Ask yourself why Indiana football, Alabama basketball and Duke football (until Cutcliffe) struggle. It's a very similar dynamic.

Our MBB situation is by no means hopeless, but it does require patience and perseverance. I've always felt that if we could just get the boulder pushed over the crest of the mountain, i.e., three consecutive NCAA Tournament teams, it would roll downhill for a long time.


This post was edited on 3/23 10:27 PM by Evan Ceg
Having a similar sentiment with everything you've said, I believe that it is easier to turn around a basketball program than it is a football program. In other words, I think that our chance of improving our basketball team will happen sooner than maybe Indiana's prospect of improving their football team.

Why? Simply because in football there are just more pieces to the puzzle. In basketball, you have guards, forwards, and centers. Yeah, I know it's a little more complicated than that but in football, there's your skill players, offensive guys, defensive guys and special team players. And still, much more complicated than that too.

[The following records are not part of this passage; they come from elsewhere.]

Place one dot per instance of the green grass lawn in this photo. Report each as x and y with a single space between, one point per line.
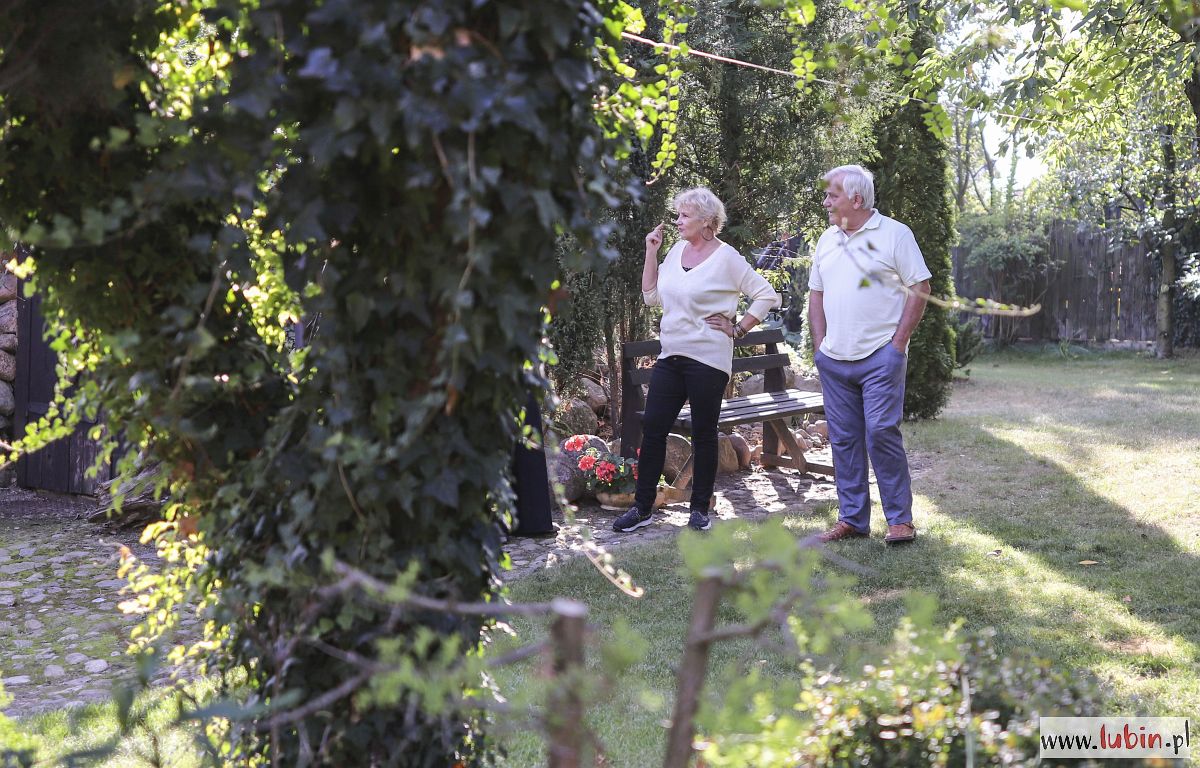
1038 465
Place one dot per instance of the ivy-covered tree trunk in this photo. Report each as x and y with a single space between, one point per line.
912 185
405 166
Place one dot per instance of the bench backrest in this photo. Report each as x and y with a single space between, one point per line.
772 364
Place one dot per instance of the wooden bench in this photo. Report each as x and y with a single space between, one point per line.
774 407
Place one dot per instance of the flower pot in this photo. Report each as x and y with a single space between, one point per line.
615 502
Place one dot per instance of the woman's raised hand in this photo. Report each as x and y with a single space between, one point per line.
654 240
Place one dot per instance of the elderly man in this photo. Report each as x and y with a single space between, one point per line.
867 293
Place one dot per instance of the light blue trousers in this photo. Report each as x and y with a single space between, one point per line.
864 406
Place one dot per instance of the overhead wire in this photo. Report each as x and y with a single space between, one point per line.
810 78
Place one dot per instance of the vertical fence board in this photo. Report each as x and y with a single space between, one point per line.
1099 292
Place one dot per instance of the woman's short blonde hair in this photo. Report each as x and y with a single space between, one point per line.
703 204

So I believe there is light at the end of the tunnel for our basketball program. A quality big man (maybe Watkins) and one or two other quality guys (maybe Reaves) could be enough to get things rolling. Now the class of 2016 is extremely important to keep the momentum going especially since we all know we lost a quality guy and presently do not have any verbal commitments for that class. Let's see what Chambers can get us. I'll certainly be watching.
 
Re: I never said that either.

Originally posted by WDLion:
Are you a Freeh clone? You sure can spin and twist words.
Some people will spin anything in an attempt to make their overwhelming negativity and lack of knowledge seem understandable.
 
Excellent post

Chambers has a few things working for him in addition to, evidently, long overdue support from the AD.

The demise of the old Big East makes the Big Ten a bit more of a viable option to kids from the Philly area now..

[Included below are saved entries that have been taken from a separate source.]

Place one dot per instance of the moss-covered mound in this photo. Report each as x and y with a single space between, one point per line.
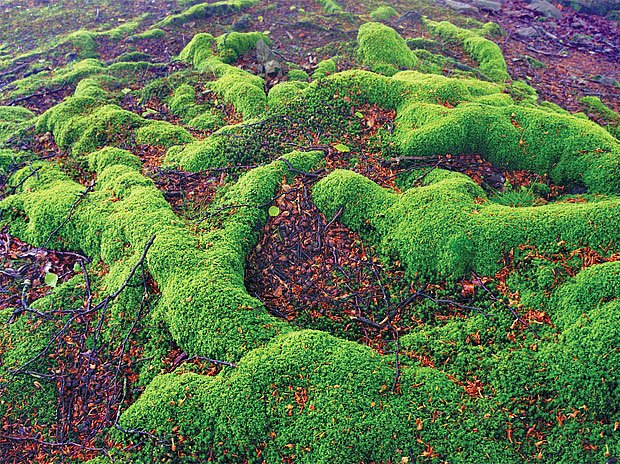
530 373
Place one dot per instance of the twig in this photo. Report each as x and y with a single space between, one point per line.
510 308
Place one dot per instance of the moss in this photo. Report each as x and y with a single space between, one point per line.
324 68
298 75
585 292
285 91
13 119
488 55
70 74
447 229
344 391
99 160
243 90
330 6
162 133
585 363
105 126
90 87
84 43
610 119
206 10
133 56
232 45
149 34
383 13
570 149
208 121
198 50
382 49
20 342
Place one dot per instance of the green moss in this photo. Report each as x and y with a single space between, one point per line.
488 55
570 149
243 90
162 133
198 50
586 361
345 391
382 49
70 74
13 119
206 10
609 118
105 126
133 56
441 230
586 291
232 45
298 75
99 160
285 91
20 342
153 33
84 43
383 13
330 6
324 68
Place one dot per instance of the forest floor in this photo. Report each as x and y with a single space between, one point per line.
304 262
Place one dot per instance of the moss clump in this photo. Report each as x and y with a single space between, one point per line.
447 228
84 43
298 75
206 10
153 33
243 90
162 133
345 391
488 55
198 50
105 126
382 49
324 68
609 118
330 6
70 74
109 156
383 13
285 91
232 45
572 150
12 119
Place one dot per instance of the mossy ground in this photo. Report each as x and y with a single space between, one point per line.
492 331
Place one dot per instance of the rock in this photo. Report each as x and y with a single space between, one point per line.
526 32
487 5
545 8
461 7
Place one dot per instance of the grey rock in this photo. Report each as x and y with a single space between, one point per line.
461 7
545 8
487 5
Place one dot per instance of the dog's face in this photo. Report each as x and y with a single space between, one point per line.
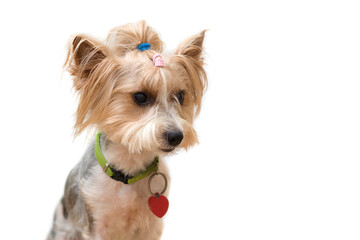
135 103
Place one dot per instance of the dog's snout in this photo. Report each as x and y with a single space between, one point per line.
174 138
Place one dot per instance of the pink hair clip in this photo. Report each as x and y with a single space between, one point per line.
157 59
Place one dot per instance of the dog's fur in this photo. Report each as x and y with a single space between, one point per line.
106 76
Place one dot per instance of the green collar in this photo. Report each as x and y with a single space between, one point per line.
118 175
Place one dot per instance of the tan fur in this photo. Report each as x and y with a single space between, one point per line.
105 76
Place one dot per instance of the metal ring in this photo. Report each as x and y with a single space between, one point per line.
150 179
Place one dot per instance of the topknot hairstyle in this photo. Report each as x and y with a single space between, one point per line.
127 37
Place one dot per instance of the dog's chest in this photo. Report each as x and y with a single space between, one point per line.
120 211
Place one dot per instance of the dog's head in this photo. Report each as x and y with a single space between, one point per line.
138 104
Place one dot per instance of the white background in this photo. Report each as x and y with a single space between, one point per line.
279 131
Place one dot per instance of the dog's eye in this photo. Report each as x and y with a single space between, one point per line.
141 98
180 97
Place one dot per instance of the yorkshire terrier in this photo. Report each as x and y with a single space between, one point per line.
143 105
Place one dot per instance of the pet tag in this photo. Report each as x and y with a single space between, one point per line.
158 203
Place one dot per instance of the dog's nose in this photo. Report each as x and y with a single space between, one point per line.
174 138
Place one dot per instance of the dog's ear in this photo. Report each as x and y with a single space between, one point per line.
84 55
190 56
192 47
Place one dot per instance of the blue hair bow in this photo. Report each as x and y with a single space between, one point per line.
143 46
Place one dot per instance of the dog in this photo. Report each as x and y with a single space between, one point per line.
143 105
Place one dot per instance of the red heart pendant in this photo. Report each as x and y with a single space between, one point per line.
158 205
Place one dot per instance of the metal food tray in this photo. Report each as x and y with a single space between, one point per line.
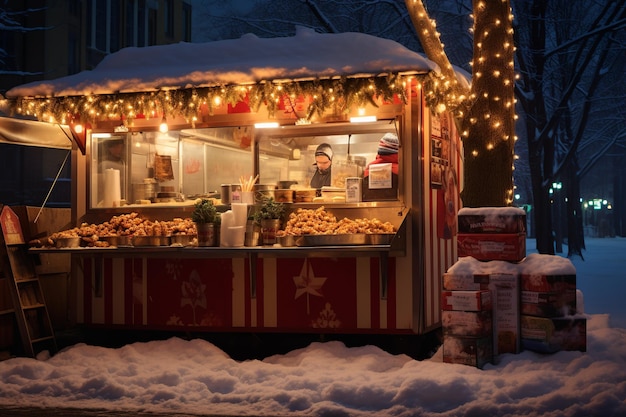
344 239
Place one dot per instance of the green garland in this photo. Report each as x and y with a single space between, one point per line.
339 95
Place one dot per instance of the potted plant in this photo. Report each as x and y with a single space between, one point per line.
205 216
269 215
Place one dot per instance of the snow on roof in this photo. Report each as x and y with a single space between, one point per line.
249 59
533 264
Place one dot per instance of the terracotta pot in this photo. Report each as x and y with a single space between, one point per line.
206 234
269 227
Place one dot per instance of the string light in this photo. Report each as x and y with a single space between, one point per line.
328 94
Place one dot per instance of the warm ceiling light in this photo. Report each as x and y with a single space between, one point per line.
266 125
362 119
163 127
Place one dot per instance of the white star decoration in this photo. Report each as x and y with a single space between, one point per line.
307 283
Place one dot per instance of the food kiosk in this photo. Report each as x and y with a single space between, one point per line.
348 283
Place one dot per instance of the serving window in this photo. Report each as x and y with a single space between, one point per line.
134 168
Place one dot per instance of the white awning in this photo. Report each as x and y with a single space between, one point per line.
33 133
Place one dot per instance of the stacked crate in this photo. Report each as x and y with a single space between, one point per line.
549 322
492 233
487 234
467 327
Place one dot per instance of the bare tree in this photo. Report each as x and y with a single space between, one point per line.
562 75
486 114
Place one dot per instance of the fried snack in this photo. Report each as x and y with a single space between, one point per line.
321 222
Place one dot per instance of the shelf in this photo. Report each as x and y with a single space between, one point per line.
33 306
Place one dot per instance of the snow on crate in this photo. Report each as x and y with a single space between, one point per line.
535 303
492 233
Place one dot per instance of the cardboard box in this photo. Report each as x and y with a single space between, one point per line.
492 247
548 283
506 313
492 220
473 351
465 282
467 323
553 334
466 300
549 304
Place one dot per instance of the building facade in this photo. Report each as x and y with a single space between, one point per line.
53 38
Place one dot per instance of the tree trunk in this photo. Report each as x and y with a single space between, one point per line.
490 123
575 233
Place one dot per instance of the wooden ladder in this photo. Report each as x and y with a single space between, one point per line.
23 284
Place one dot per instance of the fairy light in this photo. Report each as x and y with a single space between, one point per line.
188 103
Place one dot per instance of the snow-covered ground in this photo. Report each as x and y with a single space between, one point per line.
178 376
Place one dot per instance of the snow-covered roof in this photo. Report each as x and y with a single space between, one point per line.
249 59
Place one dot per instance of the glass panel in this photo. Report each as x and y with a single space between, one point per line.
288 155
109 169
215 156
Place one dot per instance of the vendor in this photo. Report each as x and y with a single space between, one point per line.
323 162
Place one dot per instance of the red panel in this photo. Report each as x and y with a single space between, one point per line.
316 293
136 292
87 290
375 294
108 289
193 292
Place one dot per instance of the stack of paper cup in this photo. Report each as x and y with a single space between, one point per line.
112 188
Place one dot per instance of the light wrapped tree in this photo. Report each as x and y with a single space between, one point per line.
485 114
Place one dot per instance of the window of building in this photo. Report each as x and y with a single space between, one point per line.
186 29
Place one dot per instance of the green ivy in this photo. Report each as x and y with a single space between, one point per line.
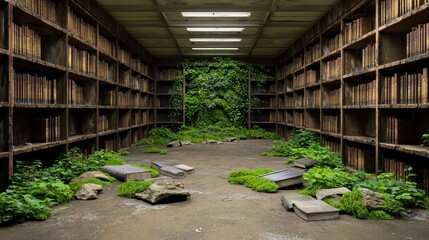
216 91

The addition of Maryland and Rutgers to the Big Ten will give us a media presence in the I95 corrider that we've never had.

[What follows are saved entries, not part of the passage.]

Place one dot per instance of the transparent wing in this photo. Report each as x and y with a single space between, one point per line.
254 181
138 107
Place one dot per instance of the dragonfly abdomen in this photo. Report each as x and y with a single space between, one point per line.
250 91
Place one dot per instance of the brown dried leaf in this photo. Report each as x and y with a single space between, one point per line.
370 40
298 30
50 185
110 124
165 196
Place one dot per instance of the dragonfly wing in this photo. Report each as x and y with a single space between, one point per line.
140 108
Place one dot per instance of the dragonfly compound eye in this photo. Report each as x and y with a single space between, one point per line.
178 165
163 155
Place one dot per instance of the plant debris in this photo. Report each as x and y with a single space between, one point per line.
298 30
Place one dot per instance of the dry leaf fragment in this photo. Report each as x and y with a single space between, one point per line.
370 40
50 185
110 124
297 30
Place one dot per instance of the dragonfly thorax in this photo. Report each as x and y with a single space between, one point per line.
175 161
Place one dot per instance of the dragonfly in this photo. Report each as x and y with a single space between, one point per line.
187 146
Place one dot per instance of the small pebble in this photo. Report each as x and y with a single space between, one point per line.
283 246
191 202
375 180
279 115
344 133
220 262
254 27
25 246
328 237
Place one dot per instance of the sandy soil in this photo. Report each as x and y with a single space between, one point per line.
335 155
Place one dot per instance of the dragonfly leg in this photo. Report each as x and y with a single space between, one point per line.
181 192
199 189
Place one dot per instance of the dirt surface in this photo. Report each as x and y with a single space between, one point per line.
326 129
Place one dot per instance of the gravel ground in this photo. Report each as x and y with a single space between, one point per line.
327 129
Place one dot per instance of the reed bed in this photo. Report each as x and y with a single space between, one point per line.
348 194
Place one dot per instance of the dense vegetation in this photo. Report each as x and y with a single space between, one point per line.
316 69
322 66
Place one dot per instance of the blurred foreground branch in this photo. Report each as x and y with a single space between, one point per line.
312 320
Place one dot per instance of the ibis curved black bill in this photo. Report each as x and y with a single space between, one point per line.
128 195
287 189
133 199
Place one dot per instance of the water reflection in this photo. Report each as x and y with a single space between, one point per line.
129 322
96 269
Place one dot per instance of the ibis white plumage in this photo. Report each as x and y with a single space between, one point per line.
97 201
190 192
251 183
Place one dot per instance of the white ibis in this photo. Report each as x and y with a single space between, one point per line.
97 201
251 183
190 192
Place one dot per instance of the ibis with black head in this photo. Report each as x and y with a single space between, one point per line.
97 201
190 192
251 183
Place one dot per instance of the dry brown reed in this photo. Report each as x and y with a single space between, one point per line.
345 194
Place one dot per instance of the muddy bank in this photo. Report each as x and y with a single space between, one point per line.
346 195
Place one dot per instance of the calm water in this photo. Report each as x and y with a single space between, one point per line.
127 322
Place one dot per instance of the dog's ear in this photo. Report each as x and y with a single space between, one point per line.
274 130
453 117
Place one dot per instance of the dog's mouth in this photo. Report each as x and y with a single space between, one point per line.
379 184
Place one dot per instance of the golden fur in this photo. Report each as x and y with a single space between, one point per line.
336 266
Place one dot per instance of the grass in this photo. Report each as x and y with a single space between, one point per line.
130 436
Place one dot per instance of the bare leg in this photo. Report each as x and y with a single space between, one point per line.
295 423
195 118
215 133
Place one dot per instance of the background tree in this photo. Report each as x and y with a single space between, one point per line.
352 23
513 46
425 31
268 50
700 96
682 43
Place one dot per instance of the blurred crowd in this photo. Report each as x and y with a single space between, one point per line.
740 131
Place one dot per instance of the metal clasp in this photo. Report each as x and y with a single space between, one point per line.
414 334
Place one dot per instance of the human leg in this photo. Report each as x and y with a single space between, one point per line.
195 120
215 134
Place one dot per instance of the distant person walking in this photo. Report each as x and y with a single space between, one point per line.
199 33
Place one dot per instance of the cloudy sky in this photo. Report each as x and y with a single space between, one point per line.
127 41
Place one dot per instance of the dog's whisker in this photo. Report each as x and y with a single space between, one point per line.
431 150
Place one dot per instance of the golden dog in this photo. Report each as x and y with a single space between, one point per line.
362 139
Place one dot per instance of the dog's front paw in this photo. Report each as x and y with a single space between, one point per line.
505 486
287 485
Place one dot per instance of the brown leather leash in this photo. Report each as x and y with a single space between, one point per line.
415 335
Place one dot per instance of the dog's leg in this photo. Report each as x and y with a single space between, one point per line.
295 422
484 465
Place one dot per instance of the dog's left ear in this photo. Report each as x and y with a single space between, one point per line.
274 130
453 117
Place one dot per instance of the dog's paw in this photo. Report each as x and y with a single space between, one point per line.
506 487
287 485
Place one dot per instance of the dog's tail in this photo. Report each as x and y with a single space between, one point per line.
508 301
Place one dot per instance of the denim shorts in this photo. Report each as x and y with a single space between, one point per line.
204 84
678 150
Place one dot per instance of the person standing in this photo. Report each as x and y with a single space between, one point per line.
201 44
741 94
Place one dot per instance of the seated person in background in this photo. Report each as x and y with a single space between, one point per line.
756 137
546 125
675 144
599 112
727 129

The succes of the Big Ten Network means that Philly kids friends and family can count on seeing every one of their kids games on TV.

Those three items will go a long way toward making Chambers uphill battle a bit less of a climb than it was for his predecessors.
 
Sure, we could switch coaches and turn it around quickly... if you don't care about committing all kinds of recruiting violations.

Those of you who say that Penn State has so much to sell recruits (academics, etc.) are right, EXCEPT we don't have a track record in winning, a track record in going to the post season, a track record of post season honors for our players, nor a track record of putting players in the NBA. If Newbill played on just about any other team in the conference this year, he's first team All Big Ten. But because he played for Penn State... So, you know, other than that, why wouldn't top players want to come to Penn State? You have to find kids that are willing to overlook all of that, and who believe they can turn it around when just about EVERYONE has failed in the past. They also have to be willing to risk their basketball future if things don't turn around. How many top players out there do you think fit that mold? Chambers is a salesmen, and quite frankly that's what we need, he's got a hell of a sales job to do. Get a strong Xs and Os assistant if you need to.

Regarding Northern Iowa... what would their record be in the Big Ten, going against so many power teams on a regular basis? And what would Penn State's record be in their conference, where you don't face so many tough teams night in and night out? I said this when we jumped from the A10 to the Big Ten, but many of our sports had to adjust to tougher competition. Most of them did and we seem to have greater post season results as a consequence. How many times prior to the Big Ten did ranked PSU teams (all sports) crash and burn in the post season when we hit real competition? Exceptions for teams that competed outside the A10. Our athletic program is much stronger overall for making the move. Although we are still playing catch up with facilities in some sports, 20 years later. Off track, but point being I stringky suspect our record would be much better playing in their conference.